Background: Paracingulin is a junctional protein that regulates Rho GTPase activities in epithelial cells. Results: Overexpressed mutated paracingulin constructs show different subcellular localizations and effects on junction assembly. Conclusion: The domains of paracingulin involved in targeting to the actin cytoskeleton and in regulation of junction assembly were identified. Significance: The structural basis for the functional differences between cingulin and paracingulin was clarified.

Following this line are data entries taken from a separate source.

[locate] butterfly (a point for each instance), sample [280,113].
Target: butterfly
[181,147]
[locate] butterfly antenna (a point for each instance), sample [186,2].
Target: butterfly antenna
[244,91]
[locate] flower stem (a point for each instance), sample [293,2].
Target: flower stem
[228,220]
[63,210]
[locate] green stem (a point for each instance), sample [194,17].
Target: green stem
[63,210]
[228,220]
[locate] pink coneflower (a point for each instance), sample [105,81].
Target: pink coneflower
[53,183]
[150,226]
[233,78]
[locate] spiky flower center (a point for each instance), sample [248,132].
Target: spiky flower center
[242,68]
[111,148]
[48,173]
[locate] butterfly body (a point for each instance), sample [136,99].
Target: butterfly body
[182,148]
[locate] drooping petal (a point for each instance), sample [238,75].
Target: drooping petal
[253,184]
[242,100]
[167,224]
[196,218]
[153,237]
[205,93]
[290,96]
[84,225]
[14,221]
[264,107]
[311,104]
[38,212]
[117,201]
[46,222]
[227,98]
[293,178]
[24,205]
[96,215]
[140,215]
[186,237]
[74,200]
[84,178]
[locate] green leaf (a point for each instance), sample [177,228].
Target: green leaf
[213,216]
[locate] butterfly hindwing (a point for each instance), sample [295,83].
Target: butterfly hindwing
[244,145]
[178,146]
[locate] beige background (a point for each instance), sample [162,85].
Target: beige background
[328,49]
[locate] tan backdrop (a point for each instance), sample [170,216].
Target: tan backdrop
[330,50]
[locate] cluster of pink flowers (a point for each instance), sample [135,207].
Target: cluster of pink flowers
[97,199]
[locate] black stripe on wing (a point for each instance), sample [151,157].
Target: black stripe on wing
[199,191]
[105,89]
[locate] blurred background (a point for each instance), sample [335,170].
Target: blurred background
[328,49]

Paracingulin is an Mr 150–160 kDa cytoplasmic protein of vertebrate epithelial tight and adherens junctions and comprises globular head, coiled-coil rod, and globular tail domains. Unlike its homologous tight junction protein cingulin, paracingulin has been implicated in the control of junction assembly and has been localized at extrajunctional sites in association with actin filaments. Here we analyze the role of paracingulin domains, and specific regions within the head and rod domains, in the function and localization of paracingulin by inducible overexpression of exogenous proteins in epithelial Madin Darby canine kidney (MDCK) cells and by expression of mutated and chimeric constructs in Rat1 fibroblasts and MDCK cells. The overexpression of the rod + tail domains of paracingulin perturbs the development of the tight junction barrier and Rac1 activation during junction assembly by the calcium switch, indicating that regulation of junction assembly by paracingulin is mediated by these domains. Conversely, only constructs containing the head domain target to junctions in MDCK cells and Rat1 fibroblasts. Furthermore, expression of chimeric cingulin and paracingulin constructs in Rat1 fibroblasts and MDCK cells identifies specific sequences within the head and rod domains of paracingulin as critical for targeting to actin filaments and regulation of junction assembly, respectively. In summary, we characterize the functionally important domains of paracingulin that distinguish it from cingulin.